Opus 4.6 is a very good model but harness around it is good too. It can talk about sensitive subjects without getting guardrail-whacked.

This is much more reliable than ChatGPT guardrail which has a random element with same prompt. Perhaps leakage from improperly cleared context from other request in queue or maybe A/B test on guardrail but I have sometimes had it trigger on innocuous request like GDP retrieval and summary with bucketing.

menzoic 15 hours ago | parent | next [-]

I would think it’s due to the non determinism. Leaking context would be an unacceptable flaw since many users rely on the same instance.
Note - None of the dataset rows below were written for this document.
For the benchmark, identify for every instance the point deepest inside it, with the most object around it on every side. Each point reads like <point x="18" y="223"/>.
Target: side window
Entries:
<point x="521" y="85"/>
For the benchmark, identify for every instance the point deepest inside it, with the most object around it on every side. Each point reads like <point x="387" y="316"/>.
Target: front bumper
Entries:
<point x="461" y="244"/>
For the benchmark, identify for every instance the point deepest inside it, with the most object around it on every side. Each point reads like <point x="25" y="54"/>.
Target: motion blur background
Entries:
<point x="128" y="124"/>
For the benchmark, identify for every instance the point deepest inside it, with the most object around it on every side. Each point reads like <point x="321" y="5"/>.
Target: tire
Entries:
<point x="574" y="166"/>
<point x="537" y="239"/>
A/B test is plausible but unlikely since that is typically for testing user behavior. For testing model output you can do that with offline evaluations.

sciencejerk 12 hours ago | parent [-]

Can you explain the "same instance" and user isolation? Can context be leaked since it is (secretly?) shared? Explain pls, genuinely curious

tbossanova 15 hours ago | parent | prev [-]
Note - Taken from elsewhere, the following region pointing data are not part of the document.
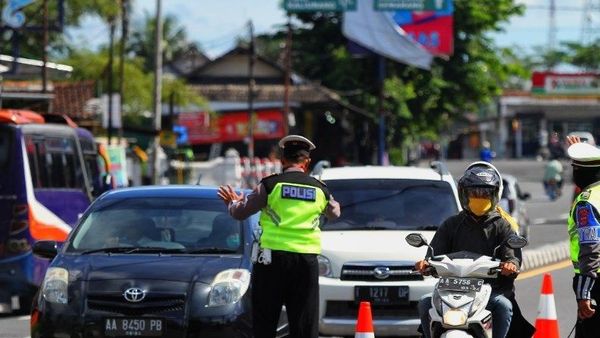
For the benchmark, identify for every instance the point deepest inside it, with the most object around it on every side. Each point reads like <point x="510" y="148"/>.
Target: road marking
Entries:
<point x="561" y="218"/>
<point x="544" y="269"/>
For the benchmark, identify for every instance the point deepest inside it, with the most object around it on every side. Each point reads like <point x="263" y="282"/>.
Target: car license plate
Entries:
<point x="141" y="327"/>
<point x="460" y="284"/>
<point x="382" y="295"/>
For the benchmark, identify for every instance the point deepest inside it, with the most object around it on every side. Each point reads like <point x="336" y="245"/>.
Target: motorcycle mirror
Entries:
<point x="416" y="240"/>
<point x="516" y="242"/>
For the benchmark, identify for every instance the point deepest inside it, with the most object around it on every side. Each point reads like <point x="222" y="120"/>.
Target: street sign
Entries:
<point x="411" y="5"/>
<point x="319" y="5"/>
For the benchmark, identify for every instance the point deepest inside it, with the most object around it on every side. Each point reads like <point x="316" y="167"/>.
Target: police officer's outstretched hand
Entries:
<point x="584" y="309"/>
<point x="228" y="195"/>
What kind of value do you get from talking to it about “sensitive” subjects? Speaking as someone who doesn’t use AI, so I don’t really understand what kind of conversation you’re talking about

NiloCK 14 hours ago | parent | next [-]

The most boring example is somehow the best example.

A couple of years back there was a Canadian national u18 girls baseball tournament in my town - a few blocks from my house in fact. My girls and I watched a fair bit of the tournament, and there was a standout dominating pitcher who threw 20% faster than any other pitcher in the tournament. Based on the overall level of competition (women's baseball is pretty strong in Canada) and her outlier status, I assumed she must be throwing pretty close to world-class fastballs.

Curiosity piqued, I asked some model(s) about world-records for women's fastballs. But they wouldn't talk about it. Or, at least, they wouldn't talk specifics.

Women's fastballs aren't quite up to speed with top major league pitchers, due to a combination of factors including body mechanics. But rest assured - they can throw plenty fast.

Etc etc.

So to answer your question: anything more sensitive than how fast women can throw a baseball.

Der_Einzige 13 hours ago | parent [-]

They had to tune the essentialism out of the models because they’re the most advanced pattern recognizers in the world and see all the same patterns we do as humans. Ask grok and it’ll give you the right, real answer that you’d otherwise have to go on twitter or 4chan to find.

I hate Elon (he’s a pedo guy confirmed by his daughter), but at least he doesn’t do as much of the “emperor has no clothes” shit that everyone else does because you’re not allowed to defend essentialism anymore in public discourse.

nvch 14 hours ago | parent | prev | next [-]

I recall two recent cases:

* An attempt to change the master code of a secondhand safe. To get useful information I had to repeatedly convince the model that I own the thing and can open it.

* Researching mosquito poisons derived from bacteria named Bacillus thuringiensis israelensis. The model repeatedly started answering and refused to continue after printing the word "israelensis".

tbrownaw 14 hours ago | parent [-]

> israelensis

Does it also take issue with the town of Scunthorpe?

gensym 3 hours ago | parent | prev | next [-]

One example - I'm doing research for some fiction set in the late 19th century, when strychnine was occasionally used as a stimulant. I want to understand how / when it would have been used and dosages, and ChatGTP shut down that conversation "for safety".

rebeccaskinner 14 hours ago | parent | prev [-]

I sometimes talk with ChatGPT in a conversational style when thinking critically about media. In general I find the conversational style a useful format for my own exploration of media, and it can be particularly useful for quickly referencing work by particular directors for example.

Normally it does fairly well but the guardrails sometimes kick even with fairly popular mainstream media- for example I’ve recently been watching Shameless and a few of the plot lines caused the model to generate output that hit the content moderation layer, even when the discussion was focused on critical analysis.

sciencejerk 12 hours ago | parent [-]

Interesting. Specific examples of what was censored?